Research, resources, and more reading. Wow am I finding a lot on the internet. I’ve barely scratched the surface, but already I’m finding some themes. First, other authors are almost universally ready to share their hard-earned knowledge. Why are they so nice? They don’t have to tell poor newbies like me desperately googling everything about writing all of their secrets. But they do it anyway.
From hilarious (Delilah S. Dawson, seriously, you can find some great advice from her at /http://terribleminds.com/ramble/2013/08/13/25-steps-to-being-a-traditionally-published-author-lazy-bastard-edition/ and be warned, it’s got lots of NSFW language) to the serious resource (The ultimate bible for aspiring authors that I hear about over and over, On Writing by Stephen King, available at Amazon.com for 13.77$ right now and on my wishlist for when I get some disposable income for more books). And yes, I know that I have a Stephen King quote as the tagline on my website, that was deliberate. All hail the King.
I’m probably stereotyping while gazing through my rose-colored shades here, but I say from my research online that authors are a generous, sharing group who want to see other authors succeed. I’m sure there are exceptions. Don’t throw the exceptions at me to piss on my parade. Basking in a supportive, helpful group is all I need at the moment.
In particular, I’m enjoying reading the Query Shark blog. Janet Reid is a rockstar. A really mean, ego-deflating, crabby kind of rockstar, and I love it. Reading the big bites she takes out of queries, I am learning a lot. Like that I wrote my own query with some big mistakes.
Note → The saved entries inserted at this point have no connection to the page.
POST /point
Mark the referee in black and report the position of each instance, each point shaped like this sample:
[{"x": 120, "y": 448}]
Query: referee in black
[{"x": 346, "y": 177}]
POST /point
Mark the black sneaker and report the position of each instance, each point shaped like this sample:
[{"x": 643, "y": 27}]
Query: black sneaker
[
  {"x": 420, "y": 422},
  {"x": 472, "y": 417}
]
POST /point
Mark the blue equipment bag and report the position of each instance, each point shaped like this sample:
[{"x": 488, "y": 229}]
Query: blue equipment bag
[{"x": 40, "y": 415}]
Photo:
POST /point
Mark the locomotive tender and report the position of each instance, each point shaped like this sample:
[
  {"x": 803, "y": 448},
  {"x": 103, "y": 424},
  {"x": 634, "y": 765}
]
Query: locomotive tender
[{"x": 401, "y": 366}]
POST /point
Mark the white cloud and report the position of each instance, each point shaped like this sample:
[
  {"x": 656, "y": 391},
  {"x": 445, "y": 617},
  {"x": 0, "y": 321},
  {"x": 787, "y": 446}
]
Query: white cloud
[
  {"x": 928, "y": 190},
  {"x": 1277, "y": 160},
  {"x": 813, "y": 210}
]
It seemed right from what I was finding at the time, but looking over many different examples I’m finding ways to improve my query and also keep it true to my story. Which is really the point.
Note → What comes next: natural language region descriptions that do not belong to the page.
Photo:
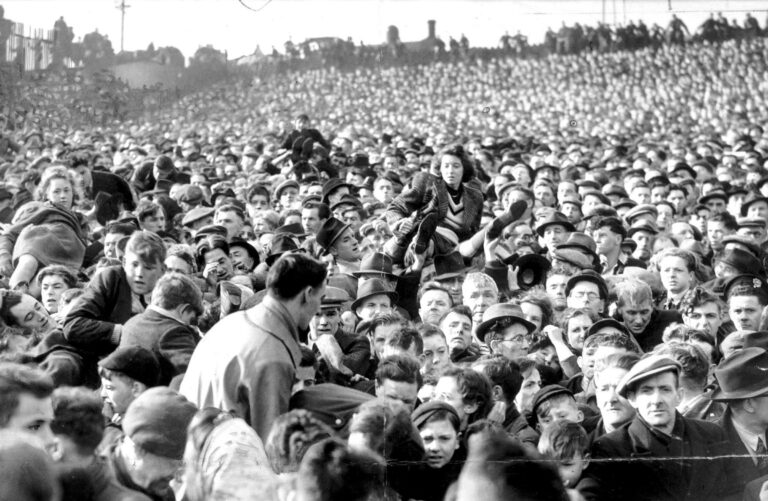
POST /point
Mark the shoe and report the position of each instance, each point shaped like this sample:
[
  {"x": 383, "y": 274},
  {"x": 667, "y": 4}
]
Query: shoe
[
  {"x": 515, "y": 212},
  {"x": 424, "y": 234}
]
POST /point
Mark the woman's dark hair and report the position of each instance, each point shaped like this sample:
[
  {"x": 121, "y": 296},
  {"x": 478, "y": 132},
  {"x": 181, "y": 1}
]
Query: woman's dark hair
[
  {"x": 292, "y": 272},
  {"x": 9, "y": 299},
  {"x": 475, "y": 388},
  {"x": 292, "y": 434},
  {"x": 208, "y": 244},
  {"x": 456, "y": 150}
]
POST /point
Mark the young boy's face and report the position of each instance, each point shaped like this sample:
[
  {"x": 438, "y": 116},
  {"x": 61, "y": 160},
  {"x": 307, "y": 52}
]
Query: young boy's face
[
  {"x": 570, "y": 470},
  {"x": 561, "y": 408}
]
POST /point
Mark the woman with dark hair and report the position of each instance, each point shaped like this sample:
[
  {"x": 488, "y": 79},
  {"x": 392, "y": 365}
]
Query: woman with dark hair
[
  {"x": 440, "y": 208},
  {"x": 29, "y": 334},
  {"x": 438, "y": 424},
  {"x": 468, "y": 391},
  {"x": 44, "y": 232}
]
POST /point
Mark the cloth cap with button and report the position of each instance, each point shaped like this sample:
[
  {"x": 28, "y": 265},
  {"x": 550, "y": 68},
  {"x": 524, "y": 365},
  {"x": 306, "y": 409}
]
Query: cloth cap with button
[
  {"x": 649, "y": 366},
  {"x": 742, "y": 375},
  {"x": 544, "y": 394},
  {"x": 331, "y": 230},
  {"x": 502, "y": 311},
  {"x": 555, "y": 218},
  {"x": 370, "y": 288},
  {"x": 641, "y": 210},
  {"x": 157, "y": 422},
  {"x": 136, "y": 362},
  {"x": 425, "y": 411},
  {"x": 587, "y": 276}
]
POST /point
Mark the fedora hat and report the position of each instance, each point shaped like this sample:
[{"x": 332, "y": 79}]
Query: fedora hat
[
  {"x": 376, "y": 264},
  {"x": 502, "y": 311},
  {"x": 531, "y": 270},
  {"x": 449, "y": 266},
  {"x": 742, "y": 375},
  {"x": 330, "y": 232},
  {"x": 373, "y": 287},
  {"x": 335, "y": 296},
  {"x": 554, "y": 218}
]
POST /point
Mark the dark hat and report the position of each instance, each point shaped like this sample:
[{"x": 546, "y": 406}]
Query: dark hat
[
  {"x": 751, "y": 222},
  {"x": 192, "y": 194},
  {"x": 752, "y": 283},
  {"x": 288, "y": 183},
  {"x": 756, "y": 339},
  {"x": 211, "y": 229},
  {"x": 552, "y": 219},
  {"x": 545, "y": 394},
  {"x": 136, "y": 362},
  {"x": 747, "y": 242},
  {"x": 164, "y": 164},
  {"x": 250, "y": 249},
  {"x": 741, "y": 260},
  {"x": 742, "y": 375},
  {"x": 570, "y": 199},
  {"x": 330, "y": 232},
  {"x": 645, "y": 368},
  {"x": 579, "y": 241},
  {"x": 531, "y": 270},
  {"x": 196, "y": 214},
  {"x": 351, "y": 200},
  {"x": 157, "y": 422},
  {"x": 630, "y": 244},
  {"x": 449, "y": 266},
  {"x": 576, "y": 257},
  {"x": 502, "y": 311},
  {"x": 373, "y": 287},
  {"x": 642, "y": 225},
  {"x": 333, "y": 184},
  {"x": 426, "y": 411},
  {"x": 280, "y": 244},
  {"x": 295, "y": 229},
  {"x": 712, "y": 195},
  {"x": 607, "y": 322},
  {"x": 377, "y": 263},
  {"x": 625, "y": 202},
  {"x": 334, "y": 296},
  {"x": 752, "y": 198},
  {"x": 331, "y": 403},
  {"x": 588, "y": 276},
  {"x": 640, "y": 210}
]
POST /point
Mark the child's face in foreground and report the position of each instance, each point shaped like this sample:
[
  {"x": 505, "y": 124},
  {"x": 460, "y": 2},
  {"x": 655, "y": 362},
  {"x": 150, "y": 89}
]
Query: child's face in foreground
[{"x": 570, "y": 469}]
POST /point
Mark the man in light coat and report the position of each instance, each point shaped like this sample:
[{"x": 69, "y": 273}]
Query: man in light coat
[{"x": 247, "y": 362}]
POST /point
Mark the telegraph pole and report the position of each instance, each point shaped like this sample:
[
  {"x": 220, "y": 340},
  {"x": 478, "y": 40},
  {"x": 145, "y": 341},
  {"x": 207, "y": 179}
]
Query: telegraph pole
[{"x": 122, "y": 8}]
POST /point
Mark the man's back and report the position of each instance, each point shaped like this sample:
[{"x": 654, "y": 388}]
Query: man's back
[{"x": 247, "y": 364}]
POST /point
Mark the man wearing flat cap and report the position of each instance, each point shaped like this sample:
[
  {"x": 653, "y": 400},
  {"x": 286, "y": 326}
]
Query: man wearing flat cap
[
  {"x": 659, "y": 455},
  {"x": 342, "y": 352},
  {"x": 743, "y": 386},
  {"x": 151, "y": 453}
]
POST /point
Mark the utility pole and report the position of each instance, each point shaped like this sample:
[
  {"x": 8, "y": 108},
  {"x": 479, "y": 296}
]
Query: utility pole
[{"x": 122, "y": 8}]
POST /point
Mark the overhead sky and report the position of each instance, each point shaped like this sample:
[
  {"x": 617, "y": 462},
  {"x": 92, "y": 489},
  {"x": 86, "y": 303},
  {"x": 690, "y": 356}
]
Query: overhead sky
[{"x": 231, "y": 26}]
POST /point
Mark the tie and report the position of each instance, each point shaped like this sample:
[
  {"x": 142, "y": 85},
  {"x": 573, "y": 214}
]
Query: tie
[{"x": 762, "y": 455}]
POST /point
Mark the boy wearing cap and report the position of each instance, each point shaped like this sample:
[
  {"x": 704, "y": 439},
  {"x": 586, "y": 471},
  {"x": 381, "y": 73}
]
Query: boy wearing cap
[{"x": 659, "y": 454}]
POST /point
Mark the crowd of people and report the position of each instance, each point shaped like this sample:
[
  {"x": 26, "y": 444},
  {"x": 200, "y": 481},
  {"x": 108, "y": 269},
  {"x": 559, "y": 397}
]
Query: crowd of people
[{"x": 508, "y": 279}]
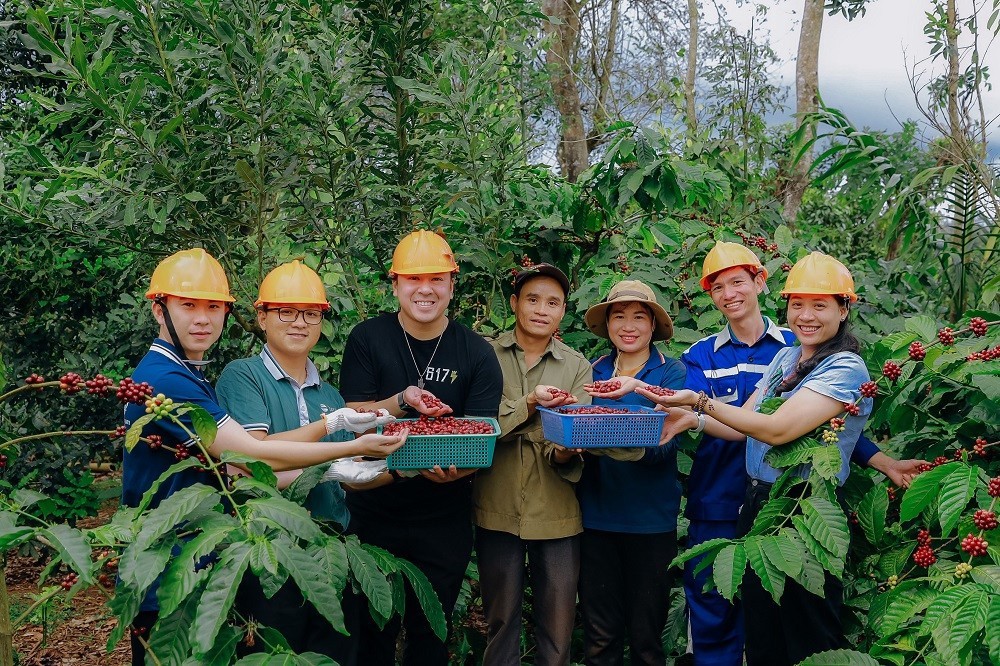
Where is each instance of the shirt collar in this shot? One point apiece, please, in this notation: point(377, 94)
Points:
point(509, 339)
point(278, 373)
point(725, 336)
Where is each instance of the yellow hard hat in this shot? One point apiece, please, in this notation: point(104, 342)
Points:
point(293, 282)
point(818, 273)
point(422, 252)
point(728, 255)
point(190, 274)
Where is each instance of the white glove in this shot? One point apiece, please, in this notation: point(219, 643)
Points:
point(354, 471)
point(346, 418)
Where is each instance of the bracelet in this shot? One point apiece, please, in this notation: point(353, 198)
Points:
point(701, 422)
point(703, 403)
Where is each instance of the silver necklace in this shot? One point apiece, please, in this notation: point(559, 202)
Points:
point(421, 375)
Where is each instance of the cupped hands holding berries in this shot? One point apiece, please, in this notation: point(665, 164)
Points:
point(550, 397)
point(425, 402)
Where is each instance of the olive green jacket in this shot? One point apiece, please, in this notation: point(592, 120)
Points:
point(525, 492)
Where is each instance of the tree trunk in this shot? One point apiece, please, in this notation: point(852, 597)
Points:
point(572, 151)
point(806, 102)
point(692, 69)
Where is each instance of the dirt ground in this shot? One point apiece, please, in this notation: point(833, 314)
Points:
point(75, 632)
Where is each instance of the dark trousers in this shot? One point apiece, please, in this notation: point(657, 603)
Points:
point(803, 624)
point(141, 625)
point(552, 568)
point(298, 621)
point(625, 585)
point(441, 549)
point(716, 624)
Problem A: I open my query with “based on your agent profile and blah blah I think this would be a good fit for your list.” I wanted to personalize it and make it clear I did my research. After reading lots and lots of examples on the blog it’s clear Janet is right about this. Open with the story and the stakes, leave the flattery for the end.
Problem B: My stakes don’t grab the reader with enough urgency. The conflict is there and clear, but it doesn’t sound enticing enough to make an agent really want to care what happens to my characters. That needs to get spruced up.
Back to the editing! Once my query letter is shining like a mysterious jewel I will go ahead and try to submit it to the Query Shark. It’s a bit like washing your hands with chum and then sticking them over the side of your boat, in that I anticipate a similar level of pain and the urge to yank my fingers back very quickly. At the end of it, though, I will hopefully have a query letter that makes agents really want to read my manuscript. Now that I know what I didn’t know before.